Yes, we had a poster at the ACR which we feel clearly defined that we have a competitive advantage over Lapatenive [ph 00:20:15] in exposure and inhibition of the target at well tolerated doses. We continue to believe that 543 is superior to competitors, in particular Lapatinive . And we are looking forward to completing Phase 1B trial and initiating the capcytomene trial where we think we can get a robust proof of concept and demonstrate an advantage over Lapatinive.

Ian Somaiya – Thomas Weisel Partners

Okay. Thank you.

Operator

(Operator Instructions) We will move to our next questions from Edward Thenthoff, Piper Jaffray.

Edward Tenthoff – Piper Jaffray and Company

Great. Thank you very much. One quick housekeeping and just a return comment to the 543.

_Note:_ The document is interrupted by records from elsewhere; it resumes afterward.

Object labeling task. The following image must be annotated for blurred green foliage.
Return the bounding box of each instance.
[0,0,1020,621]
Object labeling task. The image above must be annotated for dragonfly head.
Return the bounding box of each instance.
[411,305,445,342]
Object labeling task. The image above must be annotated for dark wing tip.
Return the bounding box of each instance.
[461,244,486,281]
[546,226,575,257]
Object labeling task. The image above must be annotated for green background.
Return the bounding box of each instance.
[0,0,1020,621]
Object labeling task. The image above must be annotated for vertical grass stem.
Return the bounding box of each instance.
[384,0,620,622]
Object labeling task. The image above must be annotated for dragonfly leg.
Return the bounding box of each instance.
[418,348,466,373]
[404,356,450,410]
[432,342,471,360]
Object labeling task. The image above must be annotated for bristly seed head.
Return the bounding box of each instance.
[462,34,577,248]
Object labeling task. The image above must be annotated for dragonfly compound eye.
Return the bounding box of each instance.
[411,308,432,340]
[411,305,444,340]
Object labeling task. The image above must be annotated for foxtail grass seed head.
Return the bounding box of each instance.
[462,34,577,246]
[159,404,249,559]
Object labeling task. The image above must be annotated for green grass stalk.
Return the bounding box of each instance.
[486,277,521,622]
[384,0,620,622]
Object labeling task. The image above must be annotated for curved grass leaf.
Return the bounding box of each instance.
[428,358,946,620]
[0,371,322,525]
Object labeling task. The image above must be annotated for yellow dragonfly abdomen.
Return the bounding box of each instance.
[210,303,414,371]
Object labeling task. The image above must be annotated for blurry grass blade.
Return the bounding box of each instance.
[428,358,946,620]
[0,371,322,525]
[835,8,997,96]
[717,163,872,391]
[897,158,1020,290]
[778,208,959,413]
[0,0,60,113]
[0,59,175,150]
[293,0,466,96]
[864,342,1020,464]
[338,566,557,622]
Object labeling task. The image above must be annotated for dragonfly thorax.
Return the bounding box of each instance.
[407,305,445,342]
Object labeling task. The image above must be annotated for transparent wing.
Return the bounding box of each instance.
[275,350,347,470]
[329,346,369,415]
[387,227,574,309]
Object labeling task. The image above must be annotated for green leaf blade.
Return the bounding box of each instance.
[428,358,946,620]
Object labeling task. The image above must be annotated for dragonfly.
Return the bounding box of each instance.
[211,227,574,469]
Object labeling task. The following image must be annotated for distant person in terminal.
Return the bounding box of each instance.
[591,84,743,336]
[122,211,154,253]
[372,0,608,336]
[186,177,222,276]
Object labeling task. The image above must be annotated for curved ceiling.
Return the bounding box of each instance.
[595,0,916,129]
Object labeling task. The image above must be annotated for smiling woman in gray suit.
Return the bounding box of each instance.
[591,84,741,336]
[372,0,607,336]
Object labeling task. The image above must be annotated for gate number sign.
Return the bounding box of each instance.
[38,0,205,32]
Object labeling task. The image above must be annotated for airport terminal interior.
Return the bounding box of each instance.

The $2 million or the 2.5% fee will that be recognized as an SGNA component in the quarter? Will it be run through the P&L, Mike?

R. Michael Carruthers

Yes, it will run through the P&L as interest expense spread over the term of the loan. The actual payment of it occurs really it is a net draw down. When we draw down the two $40 millions it is essentially drawing down $39 million twice.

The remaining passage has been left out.